Durante o mesmo período de tempo surgiram os poetas, que também foram chamados teólogos, porque compunham hinos acerca dos deuses; contudo, acerca de tais deuses que, embora fossem grandes homens, não passavam de homens, ou eram os elementos deste mundo que o verdadeiro Deus fez, ou criaturas ordenadas como principados e potestades segundo a vontade do Criador e o próprio mérito delas.
E se, em meio a muito do que era vão e falso, cantaram algo acerca do único Deus verdadeiro, contudo, ao adorá-Lo juntamente com outros que não são deuses, e ao prestar a estes o culto que é devido somente a Ele, de modo algum O serviram retamente; e até mesmo poetas como Orfeu, Museu e Linho não foram capazes de se abster de desonrar os seus deuses com fábulas. Mas, ainda assim, estes teólogos adoravam os deuses, e não eram adorados como deuses, embora a cidade dos ímpios costume, não sei de que maneira, colocar Orfeu à frente dos ritos sagrados, ou antes sacrílegos, do inferno.

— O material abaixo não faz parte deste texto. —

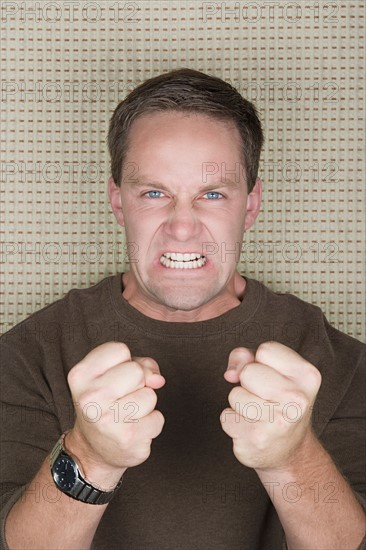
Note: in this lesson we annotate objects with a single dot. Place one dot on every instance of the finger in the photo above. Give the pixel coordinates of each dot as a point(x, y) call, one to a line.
point(136, 405)
point(96, 362)
point(151, 425)
point(117, 382)
point(289, 363)
point(238, 358)
point(264, 381)
point(250, 406)
point(153, 377)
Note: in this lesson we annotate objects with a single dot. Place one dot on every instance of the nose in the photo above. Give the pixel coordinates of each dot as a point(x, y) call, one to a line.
point(182, 223)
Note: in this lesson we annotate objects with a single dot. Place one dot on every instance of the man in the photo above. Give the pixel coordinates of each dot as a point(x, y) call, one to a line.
point(146, 460)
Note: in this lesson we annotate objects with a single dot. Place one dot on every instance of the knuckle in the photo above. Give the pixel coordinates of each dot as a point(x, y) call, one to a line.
point(235, 395)
point(262, 351)
point(314, 376)
point(136, 371)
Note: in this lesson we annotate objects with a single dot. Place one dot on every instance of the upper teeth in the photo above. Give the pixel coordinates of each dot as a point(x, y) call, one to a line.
point(182, 257)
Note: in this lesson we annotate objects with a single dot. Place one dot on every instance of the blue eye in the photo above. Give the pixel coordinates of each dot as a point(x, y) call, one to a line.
point(213, 195)
point(154, 194)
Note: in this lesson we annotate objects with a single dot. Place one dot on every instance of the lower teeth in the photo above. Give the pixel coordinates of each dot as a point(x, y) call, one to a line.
point(175, 264)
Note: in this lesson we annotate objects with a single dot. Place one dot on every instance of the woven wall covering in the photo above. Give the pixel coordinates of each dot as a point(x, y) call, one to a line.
point(65, 66)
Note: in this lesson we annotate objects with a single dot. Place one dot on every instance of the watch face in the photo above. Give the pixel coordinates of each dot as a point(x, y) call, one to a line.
point(64, 473)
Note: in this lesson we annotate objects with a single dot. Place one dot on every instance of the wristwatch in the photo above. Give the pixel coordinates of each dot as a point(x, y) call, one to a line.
point(68, 477)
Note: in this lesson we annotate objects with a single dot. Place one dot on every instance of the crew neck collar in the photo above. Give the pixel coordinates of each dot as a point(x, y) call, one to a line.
point(240, 314)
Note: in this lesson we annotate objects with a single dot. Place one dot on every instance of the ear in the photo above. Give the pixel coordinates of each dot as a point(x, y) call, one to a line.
point(115, 199)
point(253, 204)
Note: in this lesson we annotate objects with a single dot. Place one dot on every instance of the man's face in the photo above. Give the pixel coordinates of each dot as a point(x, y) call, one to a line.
point(183, 192)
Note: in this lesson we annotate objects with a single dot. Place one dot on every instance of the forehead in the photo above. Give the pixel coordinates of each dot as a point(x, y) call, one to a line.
point(181, 147)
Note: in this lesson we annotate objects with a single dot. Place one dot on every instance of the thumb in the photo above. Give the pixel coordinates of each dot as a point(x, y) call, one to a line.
point(153, 378)
point(238, 358)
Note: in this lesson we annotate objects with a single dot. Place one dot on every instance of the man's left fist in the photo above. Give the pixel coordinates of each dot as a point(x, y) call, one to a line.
point(270, 413)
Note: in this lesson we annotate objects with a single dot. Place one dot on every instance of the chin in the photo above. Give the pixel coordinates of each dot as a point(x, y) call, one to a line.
point(185, 300)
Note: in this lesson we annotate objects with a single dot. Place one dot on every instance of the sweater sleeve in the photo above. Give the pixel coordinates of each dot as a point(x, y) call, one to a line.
point(29, 425)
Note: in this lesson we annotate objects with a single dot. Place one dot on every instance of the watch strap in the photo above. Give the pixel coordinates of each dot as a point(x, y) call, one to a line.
point(82, 490)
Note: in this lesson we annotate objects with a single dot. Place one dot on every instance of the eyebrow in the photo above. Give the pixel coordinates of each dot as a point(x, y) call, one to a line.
point(137, 183)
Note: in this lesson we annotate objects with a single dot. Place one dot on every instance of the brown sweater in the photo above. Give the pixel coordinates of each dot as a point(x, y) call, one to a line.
point(191, 493)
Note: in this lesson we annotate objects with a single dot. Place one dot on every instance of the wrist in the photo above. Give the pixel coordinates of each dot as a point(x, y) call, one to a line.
point(101, 475)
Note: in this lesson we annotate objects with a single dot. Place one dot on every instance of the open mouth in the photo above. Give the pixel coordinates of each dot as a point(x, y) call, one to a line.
point(187, 260)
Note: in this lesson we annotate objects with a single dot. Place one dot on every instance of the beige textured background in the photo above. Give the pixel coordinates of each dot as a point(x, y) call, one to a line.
point(65, 66)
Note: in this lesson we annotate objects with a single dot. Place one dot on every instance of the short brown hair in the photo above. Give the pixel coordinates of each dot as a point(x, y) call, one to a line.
point(187, 90)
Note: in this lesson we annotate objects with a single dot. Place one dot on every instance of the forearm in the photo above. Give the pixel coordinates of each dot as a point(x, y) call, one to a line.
point(315, 504)
point(45, 518)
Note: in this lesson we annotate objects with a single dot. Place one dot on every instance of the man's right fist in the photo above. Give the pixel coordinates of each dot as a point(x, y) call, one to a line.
point(116, 420)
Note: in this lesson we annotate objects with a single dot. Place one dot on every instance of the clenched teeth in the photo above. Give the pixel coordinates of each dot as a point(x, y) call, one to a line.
point(177, 260)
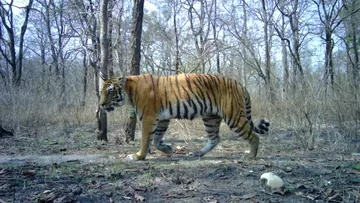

A esposa do rei Atamante, chamada Ino, e o seu filho Melicertes pereceram ao lançar-se no mar, e foram, segundo a crença popular, contados entre os deuses, como outros homens dos mesmos tempos, dentre os quais estavam Castor e Pólux. Os gregos, na verdade, chamavam Leucoteia àquela que era mãe de Melicertes, e os latinos a chamavam Matuta; mas ambos a tinham por deusa.